Leading solar generators, including Germany, Italy, France, Spain and the Czech Republic are leaning progressively towards becoming burden areas according to Vishal Shah, senior analyst at Barclays Capital.
Shah claims that based on current demand projections, leading EU nations will spend an estimated €8.5 billion on solar PV in 2010 in comparison to the €5.7 billion spent in 2009. They will then pay out €11 billion on solar PV in 2011. This is a hefty payout when you consider that the cost of subsidizing renewable energy is passed down from the energy supplier to the consumer.
The cost burden of new solar PV installations (i.e; NPV over 20 years) will be €34 billion for 2010 installations (up sharply from €22 billion in 2009) and €28 billion for 2011 installations, Shah suggests.
Judging by the damage subsidizing solar energy is causing Europe’s energy suppliers’ bank balance, it is no surprise that feed-in tariff (FiT) cuts are being announced left, right and centre.

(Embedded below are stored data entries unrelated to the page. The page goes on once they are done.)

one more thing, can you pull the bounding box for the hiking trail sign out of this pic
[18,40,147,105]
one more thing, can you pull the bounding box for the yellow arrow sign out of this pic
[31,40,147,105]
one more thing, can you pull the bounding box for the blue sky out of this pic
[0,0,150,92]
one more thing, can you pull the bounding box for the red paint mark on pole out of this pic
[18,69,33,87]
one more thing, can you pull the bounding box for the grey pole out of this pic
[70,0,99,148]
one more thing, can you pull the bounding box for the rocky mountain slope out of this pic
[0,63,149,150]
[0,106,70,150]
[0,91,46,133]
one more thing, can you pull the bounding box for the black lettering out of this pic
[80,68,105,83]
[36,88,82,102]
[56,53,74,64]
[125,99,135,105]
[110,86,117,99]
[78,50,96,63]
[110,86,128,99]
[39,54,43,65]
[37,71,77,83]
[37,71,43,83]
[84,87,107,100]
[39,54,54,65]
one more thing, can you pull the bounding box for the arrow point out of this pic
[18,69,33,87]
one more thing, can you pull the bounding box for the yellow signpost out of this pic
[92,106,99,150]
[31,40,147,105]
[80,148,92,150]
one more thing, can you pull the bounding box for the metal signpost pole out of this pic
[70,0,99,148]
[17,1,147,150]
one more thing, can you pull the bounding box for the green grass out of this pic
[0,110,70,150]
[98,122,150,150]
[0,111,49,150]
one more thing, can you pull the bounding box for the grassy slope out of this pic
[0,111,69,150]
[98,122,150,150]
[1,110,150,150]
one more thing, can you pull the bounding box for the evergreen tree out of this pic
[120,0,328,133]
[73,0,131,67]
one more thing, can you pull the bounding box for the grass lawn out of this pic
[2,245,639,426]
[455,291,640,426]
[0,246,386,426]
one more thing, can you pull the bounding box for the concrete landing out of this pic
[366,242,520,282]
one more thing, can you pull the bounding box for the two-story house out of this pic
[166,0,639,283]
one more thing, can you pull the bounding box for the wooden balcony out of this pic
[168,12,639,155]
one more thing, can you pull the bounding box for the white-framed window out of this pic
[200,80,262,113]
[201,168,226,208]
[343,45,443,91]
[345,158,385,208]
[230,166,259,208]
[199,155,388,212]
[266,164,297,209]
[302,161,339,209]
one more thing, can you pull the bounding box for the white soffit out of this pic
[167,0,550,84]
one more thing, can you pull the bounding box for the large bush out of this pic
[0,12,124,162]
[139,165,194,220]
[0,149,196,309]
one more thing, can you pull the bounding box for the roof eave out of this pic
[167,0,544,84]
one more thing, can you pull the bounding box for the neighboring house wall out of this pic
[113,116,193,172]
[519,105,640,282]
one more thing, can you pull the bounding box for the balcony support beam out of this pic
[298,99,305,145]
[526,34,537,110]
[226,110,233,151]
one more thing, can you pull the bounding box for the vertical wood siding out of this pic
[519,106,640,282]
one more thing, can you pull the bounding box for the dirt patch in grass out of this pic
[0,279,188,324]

All of the above markets have announced FiT cuts in the last two years, some more severe than others, but cuts nonetheless. As the uptake in solar power increases throughout Europe, so the incentive must adjust, otherwise the nation will be left with a lot of renewable energy, but no money left to subsidize it.
This blog has been updated to cite energy suppliers as the source of FiT payments, not the aforementioned European governments.